Взгляд Гогена был неотрывно прикован к Парижу, он до последней минуты сомневался, стоит ли ехать, и потому не сообщил Винсенту, когда и во сколько прибудет в Арль. Когда состав подошел к вокзалу утром 23 октября 1888 г., часы едва пробили пять; на улице было еще темно – слишком рано для того, чтобы заявиться к едва знакомому человеку, и Гоген зашел в кафе на привокзальной площади – оно было открыто – и решил подождать, пока не рассветет. «Это вы, – неожиданно обратился к художнику хозяин кафе, – я вас узнал». С нетерпением ожидая встречи, Винсент показал автопортрет Гогена владельцу кафе.
Вскоре после этого Ван Гог уже спешил по коридору, разбуженный долгожданным стуком в дверь.
Причиной всей этой неразберихи с приездом была не просто нерешительность или забывчивость со стороны Гогена. Как опытный фехтовальщик и боксер, он прекрасно знал, что противника надо застать врасплох. «Дождись первого выпада», – советовал он в бытность учителем фехтования своему ученику, уступавшему остальным в силе. При желании Гоген тщательно продумывал свои шаги и действовал решительно. Почувствовав слабину, он атаковал не раздумывая. Однако история с Винсентом была задачкой со многими неизвестными, и Гоген предпочел не давить сразу слишком сильно, пока не узнает противника поближе.

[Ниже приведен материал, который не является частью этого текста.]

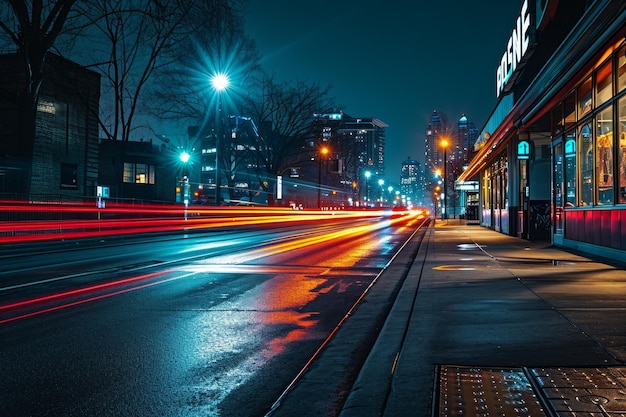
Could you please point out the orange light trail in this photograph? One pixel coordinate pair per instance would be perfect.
(172, 218)
(90, 289)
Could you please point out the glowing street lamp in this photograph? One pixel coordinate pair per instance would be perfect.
(220, 83)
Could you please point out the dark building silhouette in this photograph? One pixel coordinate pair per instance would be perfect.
(61, 158)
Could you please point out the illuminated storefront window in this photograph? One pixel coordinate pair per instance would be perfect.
(604, 84)
(604, 156)
(621, 159)
(585, 145)
(621, 69)
(570, 169)
(558, 185)
(584, 98)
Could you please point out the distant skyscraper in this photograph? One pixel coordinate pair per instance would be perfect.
(467, 134)
(411, 181)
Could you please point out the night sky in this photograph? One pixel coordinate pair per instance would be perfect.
(396, 60)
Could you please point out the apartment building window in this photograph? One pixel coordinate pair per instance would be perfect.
(138, 173)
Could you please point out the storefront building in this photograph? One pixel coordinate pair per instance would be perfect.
(551, 160)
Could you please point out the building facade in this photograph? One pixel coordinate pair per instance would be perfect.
(357, 146)
(551, 160)
(411, 183)
(61, 158)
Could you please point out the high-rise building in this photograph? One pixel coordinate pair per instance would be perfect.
(358, 145)
(411, 182)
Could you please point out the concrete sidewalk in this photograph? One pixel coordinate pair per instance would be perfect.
(484, 325)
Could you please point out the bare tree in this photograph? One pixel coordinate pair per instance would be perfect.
(285, 113)
(129, 42)
(31, 27)
(214, 43)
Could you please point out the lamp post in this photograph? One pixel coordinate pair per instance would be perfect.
(220, 83)
(323, 151)
(444, 145)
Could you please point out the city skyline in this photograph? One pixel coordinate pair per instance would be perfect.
(393, 62)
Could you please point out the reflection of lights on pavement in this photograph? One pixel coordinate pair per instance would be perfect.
(156, 218)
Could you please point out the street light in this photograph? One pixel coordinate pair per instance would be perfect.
(323, 151)
(444, 144)
(220, 83)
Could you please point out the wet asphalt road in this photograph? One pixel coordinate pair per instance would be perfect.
(213, 324)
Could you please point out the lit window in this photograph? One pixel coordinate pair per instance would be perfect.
(584, 98)
(604, 88)
(585, 140)
(621, 69)
(138, 173)
(604, 156)
(621, 161)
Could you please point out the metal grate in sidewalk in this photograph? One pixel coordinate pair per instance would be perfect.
(482, 392)
(531, 392)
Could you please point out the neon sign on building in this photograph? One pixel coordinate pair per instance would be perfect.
(516, 49)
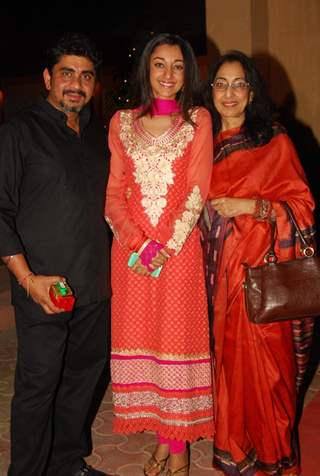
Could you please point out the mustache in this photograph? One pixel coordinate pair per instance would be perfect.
(75, 91)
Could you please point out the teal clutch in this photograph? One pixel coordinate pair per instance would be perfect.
(133, 258)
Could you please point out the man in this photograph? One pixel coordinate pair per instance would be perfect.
(53, 173)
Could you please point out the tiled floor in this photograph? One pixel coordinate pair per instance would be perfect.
(113, 453)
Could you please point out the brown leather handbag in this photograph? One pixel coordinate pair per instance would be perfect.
(287, 290)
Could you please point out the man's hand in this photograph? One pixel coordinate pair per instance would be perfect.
(37, 286)
(232, 207)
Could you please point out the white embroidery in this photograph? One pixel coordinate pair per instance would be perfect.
(184, 225)
(153, 158)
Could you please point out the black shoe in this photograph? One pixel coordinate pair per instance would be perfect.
(87, 470)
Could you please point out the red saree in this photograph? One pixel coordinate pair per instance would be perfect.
(258, 367)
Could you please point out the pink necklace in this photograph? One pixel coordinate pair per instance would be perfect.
(164, 107)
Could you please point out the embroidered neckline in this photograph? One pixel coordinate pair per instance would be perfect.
(164, 107)
(163, 138)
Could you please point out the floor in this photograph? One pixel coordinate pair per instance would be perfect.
(125, 456)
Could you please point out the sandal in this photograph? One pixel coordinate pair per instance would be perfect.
(179, 470)
(155, 464)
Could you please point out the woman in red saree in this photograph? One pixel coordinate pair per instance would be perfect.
(258, 367)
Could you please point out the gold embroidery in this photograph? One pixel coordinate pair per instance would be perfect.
(159, 355)
(153, 158)
(184, 225)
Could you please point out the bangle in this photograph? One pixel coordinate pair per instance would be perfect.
(20, 281)
(7, 260)
(262, 210)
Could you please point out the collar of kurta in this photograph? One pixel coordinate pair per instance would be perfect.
(61, 117)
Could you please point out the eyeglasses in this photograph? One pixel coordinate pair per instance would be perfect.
(239, 85)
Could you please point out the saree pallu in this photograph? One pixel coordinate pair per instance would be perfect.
(258, 367)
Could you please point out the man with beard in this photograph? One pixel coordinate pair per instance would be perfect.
(53, 173)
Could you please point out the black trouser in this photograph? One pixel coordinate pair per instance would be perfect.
(60, 358)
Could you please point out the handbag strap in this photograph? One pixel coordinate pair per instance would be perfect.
(306, 249)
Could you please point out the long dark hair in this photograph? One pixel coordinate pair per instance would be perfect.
(189, 96)
(257, 125)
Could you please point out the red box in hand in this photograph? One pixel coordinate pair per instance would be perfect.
(61, 296)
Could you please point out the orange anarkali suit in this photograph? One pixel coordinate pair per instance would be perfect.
(160, 361)
(258, 367)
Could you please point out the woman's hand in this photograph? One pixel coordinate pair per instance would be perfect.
(37, 286)
(140, 269)
(233, 207)
(160, 259)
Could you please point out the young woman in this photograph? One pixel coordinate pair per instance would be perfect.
(159, 179)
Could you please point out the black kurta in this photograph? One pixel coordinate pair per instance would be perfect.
(52, 192)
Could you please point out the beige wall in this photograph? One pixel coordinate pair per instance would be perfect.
(284, 36)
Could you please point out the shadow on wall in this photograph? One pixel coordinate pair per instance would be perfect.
(301, 134)
(307, 146)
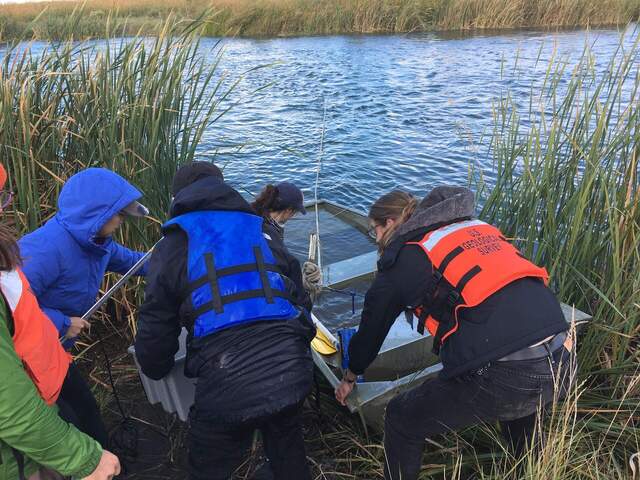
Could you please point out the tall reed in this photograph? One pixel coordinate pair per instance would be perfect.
(138, 106)
(312, 17)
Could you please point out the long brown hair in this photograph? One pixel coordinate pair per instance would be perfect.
(267, 201)
(397, 205)
(9, 251)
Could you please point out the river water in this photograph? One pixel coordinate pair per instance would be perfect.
(407, 111)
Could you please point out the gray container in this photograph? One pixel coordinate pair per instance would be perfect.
(174, 392)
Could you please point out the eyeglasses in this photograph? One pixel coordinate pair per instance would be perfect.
(6, 197)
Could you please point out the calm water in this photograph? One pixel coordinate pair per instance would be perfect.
(401, 111)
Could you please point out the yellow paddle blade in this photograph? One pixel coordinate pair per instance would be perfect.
(322, 344)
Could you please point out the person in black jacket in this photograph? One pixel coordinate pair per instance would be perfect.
(500, 332)
(278, 204)
(219, 275)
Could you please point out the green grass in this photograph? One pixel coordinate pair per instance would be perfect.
(310, 17)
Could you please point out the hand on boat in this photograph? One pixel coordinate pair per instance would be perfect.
(343, 390)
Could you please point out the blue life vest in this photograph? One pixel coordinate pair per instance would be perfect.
(233, 276)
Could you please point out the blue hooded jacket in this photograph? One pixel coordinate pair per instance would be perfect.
(63, 260)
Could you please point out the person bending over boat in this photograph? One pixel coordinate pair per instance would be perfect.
(218, 273)
(278, 204)
(65, 261)
(35, 443)
(499, 330)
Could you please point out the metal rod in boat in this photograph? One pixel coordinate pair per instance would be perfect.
(121, 281)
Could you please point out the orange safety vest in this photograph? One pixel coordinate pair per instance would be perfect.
(476, 260)
(35, 338)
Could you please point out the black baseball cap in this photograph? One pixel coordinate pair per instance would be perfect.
(192, 172)
(290, 196)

Там, где Ван Гог надеялся на братство, Гоген видел состязание. «Мне нужна борьба», – заявлял он перед отъездом в Арль, используя слово la lutte, чтобы описать схватку своей и чужой воли, которую видел в любом взаимодействии – будь то обмен ударами, словами или образами. «Я наступаю, наношу удар за ударом». Чтобы подкрепить свою позицию, он отправил Винсенту рисунок, сделанный с одной из своих картин: на ней двое бретонских юношей сплелись в крепком борцовском объятии. Картину Гоген описывал как изображение первобытной схватки «глазами перуанского дикаря».